Healio: What does the timeline for an HIV vaccine look like now? Realistically, how soon could one be developed?

Corey: Being realistic, I think, in the next 5 years we need to have enough successes so we feel we can construct a vaccine that would go into a clinical trial with a reasonable sense of efficacy. And then making it, and doing the trial, is at least a 4-year phenomenon.

To me, to be honest, am I going to be head of the HVTN when that happens? No, I’m not. I’ve come to peace with that. I’m hoping to get the triple-antibodies out there. That will be an important part of choice as compared to long-acting [combination ART] and long-acting injectables.

Hopefully, I’ll be around to, sort of, revel in it, to sort of say I had confidence — it won’t be I told you so, it will be a sense of the accomplishment of American and worldwide science.

Healio: Where does HIV mRNA vaccine research stand now?

Corey: Messenger RNA is a tool, and it’s a tool because you can iterate it and we have to iterate this.

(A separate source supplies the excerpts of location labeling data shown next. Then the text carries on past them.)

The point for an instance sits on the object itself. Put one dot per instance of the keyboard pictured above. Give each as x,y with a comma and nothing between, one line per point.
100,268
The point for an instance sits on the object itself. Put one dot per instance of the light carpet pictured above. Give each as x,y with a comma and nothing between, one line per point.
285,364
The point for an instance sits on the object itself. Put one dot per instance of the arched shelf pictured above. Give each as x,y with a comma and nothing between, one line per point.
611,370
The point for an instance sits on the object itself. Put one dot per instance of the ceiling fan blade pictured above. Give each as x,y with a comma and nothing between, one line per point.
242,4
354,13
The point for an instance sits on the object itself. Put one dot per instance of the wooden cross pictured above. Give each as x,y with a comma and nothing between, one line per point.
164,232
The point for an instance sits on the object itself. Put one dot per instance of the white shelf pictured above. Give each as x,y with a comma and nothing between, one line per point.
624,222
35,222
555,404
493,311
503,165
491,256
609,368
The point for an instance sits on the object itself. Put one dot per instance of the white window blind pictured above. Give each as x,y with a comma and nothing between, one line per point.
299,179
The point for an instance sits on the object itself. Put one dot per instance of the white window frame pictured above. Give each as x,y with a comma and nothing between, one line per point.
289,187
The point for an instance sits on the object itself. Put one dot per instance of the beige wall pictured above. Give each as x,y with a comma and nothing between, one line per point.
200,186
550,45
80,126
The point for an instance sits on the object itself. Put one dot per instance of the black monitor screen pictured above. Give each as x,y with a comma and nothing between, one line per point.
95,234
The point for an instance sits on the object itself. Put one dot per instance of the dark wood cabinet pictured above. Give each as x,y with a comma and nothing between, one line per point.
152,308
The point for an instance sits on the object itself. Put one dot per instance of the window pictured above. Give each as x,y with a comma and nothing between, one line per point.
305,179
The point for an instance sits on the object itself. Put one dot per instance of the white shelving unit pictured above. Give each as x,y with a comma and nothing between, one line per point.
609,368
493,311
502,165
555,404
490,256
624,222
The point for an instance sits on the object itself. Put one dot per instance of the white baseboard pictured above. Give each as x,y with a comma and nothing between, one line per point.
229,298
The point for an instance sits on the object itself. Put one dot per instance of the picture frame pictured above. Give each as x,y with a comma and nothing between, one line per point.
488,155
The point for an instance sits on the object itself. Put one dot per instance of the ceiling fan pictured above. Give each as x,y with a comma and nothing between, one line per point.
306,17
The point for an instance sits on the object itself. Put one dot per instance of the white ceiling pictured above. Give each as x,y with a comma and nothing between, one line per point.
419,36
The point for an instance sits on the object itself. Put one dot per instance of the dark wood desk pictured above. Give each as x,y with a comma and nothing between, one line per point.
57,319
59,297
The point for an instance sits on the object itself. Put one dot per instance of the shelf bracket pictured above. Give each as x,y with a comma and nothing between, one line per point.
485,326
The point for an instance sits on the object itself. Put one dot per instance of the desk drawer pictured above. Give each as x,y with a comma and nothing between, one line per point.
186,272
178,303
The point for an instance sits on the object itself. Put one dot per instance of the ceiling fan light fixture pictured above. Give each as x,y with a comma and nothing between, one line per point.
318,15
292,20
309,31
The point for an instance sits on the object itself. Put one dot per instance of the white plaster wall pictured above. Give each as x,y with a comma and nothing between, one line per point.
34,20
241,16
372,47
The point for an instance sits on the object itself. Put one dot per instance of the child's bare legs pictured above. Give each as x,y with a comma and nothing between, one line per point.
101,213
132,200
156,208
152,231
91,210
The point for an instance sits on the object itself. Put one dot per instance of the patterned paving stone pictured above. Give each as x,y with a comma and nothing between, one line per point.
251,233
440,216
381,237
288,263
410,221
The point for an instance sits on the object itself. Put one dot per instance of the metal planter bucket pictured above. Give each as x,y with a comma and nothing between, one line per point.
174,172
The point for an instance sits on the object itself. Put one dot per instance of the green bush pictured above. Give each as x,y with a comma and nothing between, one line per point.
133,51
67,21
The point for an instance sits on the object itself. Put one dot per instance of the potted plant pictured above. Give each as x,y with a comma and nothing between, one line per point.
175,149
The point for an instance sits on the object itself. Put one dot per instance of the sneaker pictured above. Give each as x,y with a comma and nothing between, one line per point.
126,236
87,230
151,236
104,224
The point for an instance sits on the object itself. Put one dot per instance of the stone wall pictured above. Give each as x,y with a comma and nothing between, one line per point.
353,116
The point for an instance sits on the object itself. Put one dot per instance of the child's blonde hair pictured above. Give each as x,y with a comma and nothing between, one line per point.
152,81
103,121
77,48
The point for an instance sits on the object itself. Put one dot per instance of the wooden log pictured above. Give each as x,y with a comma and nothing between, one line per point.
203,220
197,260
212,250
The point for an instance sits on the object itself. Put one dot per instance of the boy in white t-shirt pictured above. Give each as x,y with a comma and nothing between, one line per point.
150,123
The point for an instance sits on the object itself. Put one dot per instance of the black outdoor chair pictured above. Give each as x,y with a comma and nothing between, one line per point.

So, we’re trying to get more mRNA facilities made and to work with us on HIV vaccines. We’d love for a company to just have it as a priority. It would be great if we actually had more of an RNA resource [because] we’re having to do it ourselves. So, we’re having to create RNA manufacturing for HIV. We’re bullish on it as a tool.

What happened with COVID-19 was RNA didn’t come out of nowhere. It was 20 years (or more) in the development. It’s a tool. I’d love to see more exclusive devotion with it to HIV and see if we can build that capacity.

Healio: Many of the SARS-CoV-2 and COVID-19 successes have been built on HIV-related research. What, if anything, has HIV learned from those successes or failures?

Corey: Well, I designed the COVID-19 vaccine trials, and so, the whole infrastructure in HIV. Tony (Anthony S. Fauci, MD) called me up on March 3, 2020, and we just pivoted everything.

So, we’d like to say, has COVID-19 helped us back? MRNA would be the most obvious — and I would say it’s a hallmark gift at the moment. We need more devotion [to HIV vaccine research]. Do you expect a commercial company to do it? Probably not.

So, we’ll have to build it in academia or the public sector to get something totally devoted to fill the needs of a potential RNA vaccine, to make the immunogens that we would need to speed up the development of an HIV vaccine.

If I had a wish, I’d want to have a manufacturing team making mRNA totally devoted to HIV vaccine development.


  • Corey L. HIV vaccine development post-MOSAICO. Presented at: Conference on Retroviruses and Opportunistic Infections; Feb. 19-22, 2023; Seattle.